2.1.1 Seismic reflection

In seismic measurements surface sources (e.g. dynamite, vibrating machines or air gun arrays for onshore and offshore use, respectively) are utilised to generate downward propagating elastic waves that are reflected from subsurface features and return to the surface where they are recorded by ground motion sensors (geophones), resulting in a three-dimensional view of the subsurface. In the case of a 3D survey, a regular 2D grid of surface sources and sensors is deployed. The recorded data are combined to produce a 3D image of the subsurface. The seismic survey provides an initial baseline that can be compared to changes in subsequent seismic surveys to create a time lapse image of CO2 plume migration and to detect significant leakage or migration of CO2 from the storage site. Surface seismic techniques provide detailed spatial resolution of CO2 distribution, but are less sensitive than well-based methods and, therefore, may require the presence of large volumes for detection of CO2 (Monea et al., 2008).

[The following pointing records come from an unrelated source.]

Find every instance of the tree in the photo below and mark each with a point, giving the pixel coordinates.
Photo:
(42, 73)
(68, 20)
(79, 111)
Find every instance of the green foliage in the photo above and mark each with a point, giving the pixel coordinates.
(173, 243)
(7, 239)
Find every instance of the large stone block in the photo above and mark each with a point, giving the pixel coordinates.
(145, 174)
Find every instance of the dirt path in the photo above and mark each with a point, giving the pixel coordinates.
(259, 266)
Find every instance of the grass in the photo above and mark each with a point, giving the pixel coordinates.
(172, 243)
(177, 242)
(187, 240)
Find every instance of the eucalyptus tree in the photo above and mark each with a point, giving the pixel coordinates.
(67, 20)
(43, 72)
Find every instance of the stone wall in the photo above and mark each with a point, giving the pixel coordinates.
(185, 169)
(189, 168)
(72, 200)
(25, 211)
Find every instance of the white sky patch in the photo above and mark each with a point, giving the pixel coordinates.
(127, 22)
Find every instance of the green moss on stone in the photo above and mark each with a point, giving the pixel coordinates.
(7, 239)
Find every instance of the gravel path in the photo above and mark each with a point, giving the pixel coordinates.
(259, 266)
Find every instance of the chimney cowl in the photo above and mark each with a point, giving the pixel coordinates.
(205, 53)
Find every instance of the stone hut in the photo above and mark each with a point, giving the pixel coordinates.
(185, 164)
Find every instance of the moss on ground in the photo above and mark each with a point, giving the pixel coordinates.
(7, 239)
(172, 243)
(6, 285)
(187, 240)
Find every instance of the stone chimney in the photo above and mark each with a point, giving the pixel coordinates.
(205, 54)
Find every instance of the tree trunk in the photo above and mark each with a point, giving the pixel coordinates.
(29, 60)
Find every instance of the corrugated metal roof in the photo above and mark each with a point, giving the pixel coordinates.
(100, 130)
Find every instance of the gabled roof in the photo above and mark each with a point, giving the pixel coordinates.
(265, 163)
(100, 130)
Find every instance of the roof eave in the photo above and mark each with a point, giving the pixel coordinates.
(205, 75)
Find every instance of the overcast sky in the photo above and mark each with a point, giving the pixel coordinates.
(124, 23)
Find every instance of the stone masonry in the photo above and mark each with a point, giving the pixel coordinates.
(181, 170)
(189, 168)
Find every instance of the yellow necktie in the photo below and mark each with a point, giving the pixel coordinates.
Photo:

Lumley (2010) describes various aspects of seismic monitoring for CO2 injection: The effectiveness of the seismic monitoring depends on the properties of the pore fluid (including the CO2) and the compressibility of the dry rock frame. If the dry-frame compressibility is low, i.e. the rock is stiff, the seismic measurements will not easily sense the properties of the pore fluid. When injecting into a depleted hydrocarbon reservoir, depleted oil with low solution gas-oil ratio (GOR) will give more favourable conditions for seismic monitoring of CO2 injection than depleted oil with high GOR. The presence of residual hydrocarbon gas in the pores will furthermore provide less favourable conditions for seismic monitoring (cf. Picotti et al., 2012).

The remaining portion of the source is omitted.